Posts Tagged ‘Celts’

Christianity A History: Dark Ages

November 27, 2011
Lindisfarne Gospels

Lindisfarne Gospels

Christianity first came to Britain with the Romans. When the Romans left, Christianity all but died. Roman Christianity never displaced the local pagans and their temples of worship.

With the fall of the Roman Empire, the only centres of learning and Christianity in Western Europe were the monasteries.

In England there were three competing religions: paganism, Roman Christianity and Celtic Christianity.

Celtic Christianity with its links to the East and the Coptic Church survived in the West of the Isles, Cornwall, Ireland and Wales.

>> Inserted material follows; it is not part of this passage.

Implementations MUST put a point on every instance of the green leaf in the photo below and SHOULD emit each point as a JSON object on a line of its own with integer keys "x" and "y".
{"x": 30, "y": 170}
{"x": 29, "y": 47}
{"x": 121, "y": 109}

Rome sent emissaries to Canterbury.

Rather than trying to subjugate the pagan kingdoms, they were too powerful, Christianity adapted. Pagan sites became the sites of churches, often the pagan temple became a church, festivals were adapted.

The Venerable Bede defined what it was to be English.

The Historia ecclesiastica gentis Anglorum (trans: Ecclesiastical History of the English People) is a work in Latin by Bede on the history of the Christian Churches in England, and of England generally; its main focus is on the conflict between Roman and Celtic Christianity. Referring to an English people, a Christian people. Several kingdoms, but one people.

Lindisfarne Gospels incorporated Islamic art. Incredible detail in the illuminations as you zoom in. Very reminiscent of fractals.

Charlemagne expanded the Holy Roman Empire across Europe. It was from England the conversion to Christianity took place.

King Alfred was a devout religious man, a scholar. He united the English under a common English language, he also translated parts of the Bible into English, one of the forerunners of the King James Bible.

King Alfred saw learning as important. Clergy had books but could not read them. He saw it as important that the people should have the word of God in their own language, that the Latin should be translated to English. Israel had the word in Hebrew, the Greeks in Greek, Romans in Latin, therefore why not the English in English?

Medieval translations of the Bible before King James

For these early Christians the empasis was inclusiveness, social justice. One could be a Dane and English.

We see echoes. The anti-slavery movement, the early socialists.

We see it today with St Paul’s in-the-Camp and St Paul’s working with the camp for social justice.